RL-align performs conformance checking aligning log traces with a PM Petri net. It uses relaxation labeling (RL) constraint satisfaction algorithm to perform the alignment.
Obtained alignments may be suboptimal, but the computation time is linear with the trace length, offering computation times about two orders of magnitude faster than other state-of-the-art methods.
This software is further described in the following papers:
Version 1.0 (tag v1.0
in gitHub)
Padró, L., Carmona, J., 2019.
Approximate computation of alignments of business processes through relaxation labelling,
in: Business Process Management - 17th International Conference, BPM 2019, pp. 250–267.
Vienna, Austria, September 1-6, 2019
Version 3 (tag v3
in gitHub)
[Submitted]
- Alignments are now suboptimal instead of approximate (i.e. a Fitting alignment is always produced, even if it is not the optimal)
- Replaced computation of Behavioural Profiles using
jbpt
with our own C++ faster code.
RL-align is distributed under an Affero GPL license.
The code includes the pugixml parser which is distributed under MIT license
The binary for punf
Petri Net Unfolder is also included, dowloaded from [Victor Khomenko's web page]
To run RL-align you'll need a standard linux box with g++5 or later.
Go to folder src
and compile RL-align components:
cd src
make
Now you are ready to use the software.
Folder data
contains data files to test the aligner:
originals
: Original pnml models.logs
: XES trace log files.alignments
: Alignments produced by other State-of-the-art alignment methods
You can add you own models and traces, as long as the filenames are consistent, and they are in the right folders.
Some preprocessing is required on your target models before runnig the aligner. The preprocess consists of computing the unfoldings, the shortest paths between model nodes, and the Behavioral Profiles.
To execute the process run:
bin/preprocess-data.sh 2>err.log
(redirecting stderr is recommended since punf is very verbose)
This preprocess will process each model in data/originals
folder and for each of them, it will create in data/unfoldings
the following files: .bp.pnml
(unfolding), .bp
(behavioral profiles) and .path
(shortest paths files).
This is required only once. After that you can run the aligner as many times as needed.
The aligner can be run providing a configuration file and a list of models to be aligned.
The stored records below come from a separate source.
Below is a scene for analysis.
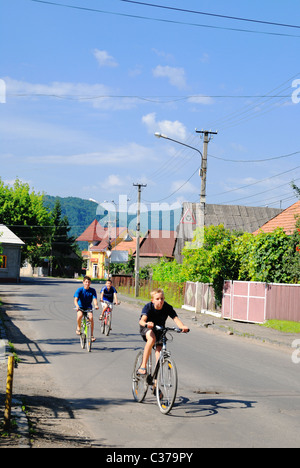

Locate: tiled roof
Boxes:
[76,219,107,242]
[140,230,176,258]
[253,201,300,234]
[0,224,25,245]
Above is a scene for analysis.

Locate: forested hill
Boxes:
[44,195,98,238]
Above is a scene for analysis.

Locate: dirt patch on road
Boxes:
[0,309,96,448]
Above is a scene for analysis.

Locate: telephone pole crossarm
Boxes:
[196,130,218,241]
[133,184,147,297]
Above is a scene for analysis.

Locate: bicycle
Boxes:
[100,301,120,336]
[132,325,189,414]
[79,309,93,353]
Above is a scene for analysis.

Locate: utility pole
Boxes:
[133,184,147,297]
[196,130,218,243]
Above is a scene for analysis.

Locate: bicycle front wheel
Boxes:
[132,351,149,403]
[105,314,111,336]
[156,357,178,414]
[80,320,86,349]
[86,322,92,353]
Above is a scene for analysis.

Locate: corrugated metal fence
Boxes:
[114,275,300,323]
[222,281,300,323]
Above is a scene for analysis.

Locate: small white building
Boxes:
[0,224,25,283]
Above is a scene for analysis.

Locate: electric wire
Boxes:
[29,0,300,38]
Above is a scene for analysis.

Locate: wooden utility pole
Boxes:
[196,130,218,241]
[133,184,147,297]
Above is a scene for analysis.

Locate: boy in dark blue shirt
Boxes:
[99,280,119,320]
[74,276,99,341]
[138,289,189,375]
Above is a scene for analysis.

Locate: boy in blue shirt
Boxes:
[99,280,119,320]
[74,276,99,341]
[138,288,189,375]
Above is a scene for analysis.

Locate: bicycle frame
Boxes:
[132,326,182,414]
[80,309,93,352]
[147,326,173,385]
[101,301,113,336]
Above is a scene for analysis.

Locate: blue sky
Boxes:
[0,0,300,217]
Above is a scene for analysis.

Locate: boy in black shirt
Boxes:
[138,289,189,375]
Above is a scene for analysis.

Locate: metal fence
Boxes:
[222,281,300,323]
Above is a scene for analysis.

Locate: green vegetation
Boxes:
[0,179,83,276]
[261,320,300,333]
[153,220,300,304]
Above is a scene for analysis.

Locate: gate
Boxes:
[222,281,267,323]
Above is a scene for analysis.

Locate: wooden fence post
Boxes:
[4,356,15,429]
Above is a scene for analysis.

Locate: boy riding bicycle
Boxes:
[74,276,99,342]
[99,280,119,320]
[138,289,189,375]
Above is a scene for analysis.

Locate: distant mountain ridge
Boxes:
[44,195,98,238]
[44,195,181,248]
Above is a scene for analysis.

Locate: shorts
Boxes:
[140,326,162,345]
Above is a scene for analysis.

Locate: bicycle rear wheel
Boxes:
[105,312,111,336]
[132,351,150,403]
[80,320,86,349]
[156,357,178,414]
[86,322,92,353]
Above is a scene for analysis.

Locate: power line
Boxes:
[209,151,300,163]
[120,0,300,29]
[29,0,300,38]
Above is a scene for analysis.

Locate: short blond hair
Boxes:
[151,288,165,299]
bin/execute.sh configfile models
On example configuration file is provided: config.15.5.-100.-150.-300.cfg
, which produces alignment lower costs on the used tuning dataset.
The model file must be in data/unfoldings
and have extension .bp.pnml
. Behavioural profiles and shortest paths should be already precomputed and reside in the same folder. The execute.sh
script expects the trace files to be in data/logs
and have the same name than the model, but with extension .xes
.
E.g., to align one model with its corresponding log:
bin/execute.sh config/config.15.5.-100.-150.-300.cfg data/unfoldings/M1.bp.pnml
You can also align several models (quotes are important if you do this):
bin/execute.sh config/config.15.5.-100.-150.-300.cfg "data/unfoldings/M1.bp.pnml data/unfoldings/ML3.bp.pnml data/unfoldings/BPIC2017.bp.pnml"
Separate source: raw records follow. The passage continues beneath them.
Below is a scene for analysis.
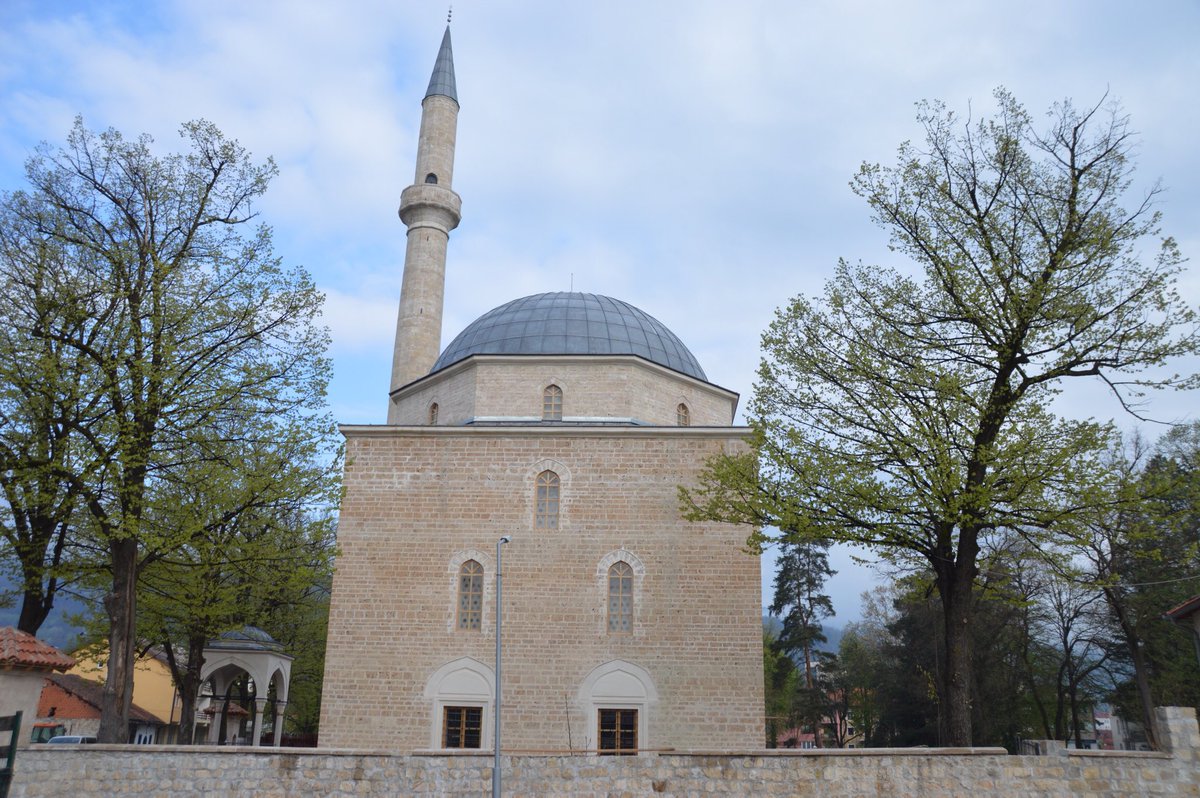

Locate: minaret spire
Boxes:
[388,23,462,424]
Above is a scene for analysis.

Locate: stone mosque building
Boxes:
[320,28,763,754]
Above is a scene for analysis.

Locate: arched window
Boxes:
[541,385,563,421]
[676,402,691,427]
[534,472,559,529]
[608,562,634,635]
[457,559,484,631]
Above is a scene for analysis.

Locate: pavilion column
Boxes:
[271,698,288,748]
[250,698,266,748]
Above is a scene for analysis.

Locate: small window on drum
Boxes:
[541,385,563,421]
[534,472,560,529]
[676,402,691,427]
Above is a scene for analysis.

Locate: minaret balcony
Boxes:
[400,182,462,233]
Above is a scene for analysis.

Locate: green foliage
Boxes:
[0,120,332,742]
[1073,422,1200,742]
[680,90,1198,745]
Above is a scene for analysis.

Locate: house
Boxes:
[0,626,74,745]
[37,673,166,745]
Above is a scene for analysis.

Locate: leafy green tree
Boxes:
[1073,422,1200,744]
[770,541,834,748]
[762,630,800,748]
[835,622,886,744]
[0,222,97,635]
[682,90,1198,745]
[0,121,329,742]
[138,412,338,745]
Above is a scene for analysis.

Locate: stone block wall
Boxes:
[388,355,738,427]
[11,709,1200,798]
[320,426,763,754]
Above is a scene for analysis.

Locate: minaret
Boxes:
[388,25,462,424]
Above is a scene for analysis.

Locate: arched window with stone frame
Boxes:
[541,385,563,421]
[608,560,634,635]
[534,470,562,529]
[455,559,484,631]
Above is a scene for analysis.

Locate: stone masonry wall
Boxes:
[320,426,763,752]
[388,355,737,427]
[11,708,1200,798]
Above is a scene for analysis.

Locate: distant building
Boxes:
[0,626,74,745]
[320,29,763,752]
[37,673,166,745]
[66,644,180,744]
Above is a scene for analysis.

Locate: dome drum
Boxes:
[432,292,708,382]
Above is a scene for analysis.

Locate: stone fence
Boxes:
[11,708,1200,798]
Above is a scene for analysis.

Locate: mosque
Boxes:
[320,28,763,754]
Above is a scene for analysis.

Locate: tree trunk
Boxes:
[1104,588,1158,750]
[17,582,54,635]
[96,538,138,743]
[935,556,972,746]
[179,635,208,745]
This will leave the results in a folder named data/results/output.15.5.-100.-150.-300
(or whatever was the name of the config file)
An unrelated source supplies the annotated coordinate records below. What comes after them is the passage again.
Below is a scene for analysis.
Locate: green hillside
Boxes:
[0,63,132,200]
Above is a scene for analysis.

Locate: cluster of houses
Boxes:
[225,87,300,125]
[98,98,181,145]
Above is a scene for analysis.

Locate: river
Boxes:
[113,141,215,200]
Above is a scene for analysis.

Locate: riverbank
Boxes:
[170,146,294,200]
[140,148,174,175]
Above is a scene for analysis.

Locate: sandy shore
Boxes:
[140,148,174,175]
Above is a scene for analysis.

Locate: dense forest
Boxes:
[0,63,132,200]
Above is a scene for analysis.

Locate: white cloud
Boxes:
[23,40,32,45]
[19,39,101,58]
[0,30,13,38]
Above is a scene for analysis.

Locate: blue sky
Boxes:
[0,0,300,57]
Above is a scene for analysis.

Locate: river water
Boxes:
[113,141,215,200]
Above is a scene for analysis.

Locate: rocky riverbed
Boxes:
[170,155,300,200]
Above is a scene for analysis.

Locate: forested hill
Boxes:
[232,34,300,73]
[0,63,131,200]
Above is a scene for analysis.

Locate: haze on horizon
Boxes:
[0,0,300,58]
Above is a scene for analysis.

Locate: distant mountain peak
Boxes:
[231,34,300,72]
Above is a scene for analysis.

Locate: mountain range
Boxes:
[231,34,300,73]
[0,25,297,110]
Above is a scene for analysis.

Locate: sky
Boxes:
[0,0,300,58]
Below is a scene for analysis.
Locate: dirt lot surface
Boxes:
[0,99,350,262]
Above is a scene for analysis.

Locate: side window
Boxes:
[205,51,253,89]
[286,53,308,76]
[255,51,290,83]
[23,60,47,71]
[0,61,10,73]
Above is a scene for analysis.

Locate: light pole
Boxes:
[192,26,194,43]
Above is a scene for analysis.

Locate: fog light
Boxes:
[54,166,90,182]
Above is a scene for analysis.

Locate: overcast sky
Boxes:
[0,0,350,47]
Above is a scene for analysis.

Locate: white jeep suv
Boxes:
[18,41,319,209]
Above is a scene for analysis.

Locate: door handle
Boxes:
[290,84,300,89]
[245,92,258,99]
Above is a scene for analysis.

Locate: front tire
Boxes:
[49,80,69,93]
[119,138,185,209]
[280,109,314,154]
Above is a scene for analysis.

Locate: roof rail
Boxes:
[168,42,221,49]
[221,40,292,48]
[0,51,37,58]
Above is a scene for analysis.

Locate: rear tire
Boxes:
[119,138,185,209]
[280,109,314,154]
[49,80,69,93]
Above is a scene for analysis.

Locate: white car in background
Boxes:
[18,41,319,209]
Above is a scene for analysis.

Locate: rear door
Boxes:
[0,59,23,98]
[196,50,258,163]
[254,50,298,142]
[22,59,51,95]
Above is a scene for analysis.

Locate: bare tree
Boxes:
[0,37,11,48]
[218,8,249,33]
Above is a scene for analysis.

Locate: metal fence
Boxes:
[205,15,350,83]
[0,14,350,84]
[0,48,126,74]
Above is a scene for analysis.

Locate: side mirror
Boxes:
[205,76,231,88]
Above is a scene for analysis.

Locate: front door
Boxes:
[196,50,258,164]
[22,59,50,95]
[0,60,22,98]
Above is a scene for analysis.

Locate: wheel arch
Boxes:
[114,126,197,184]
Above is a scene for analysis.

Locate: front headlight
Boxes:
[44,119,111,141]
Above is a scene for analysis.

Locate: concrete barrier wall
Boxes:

For each aligned model, a file will be created containing all aligned traces.
There are two scripts you can use to evaluate the alignments:
- The script
eval-relax.sh
will evaluate results of relaxation labelling aligner
E.g.
cat data/results/output.15.5.-100.-150.-300/M1.out | bin/eval-relax.sh
You can also compute aggregated results (i.e. to compute microaverage costs and total used CPU time across several models)
cat results/output.15.5.-100.-150.-300/M[0-9]*.out | bin/eval-relax.sh
- The script
eval-prom.sh
will evaluate results of aligners in ProM environment, when saved as CSV.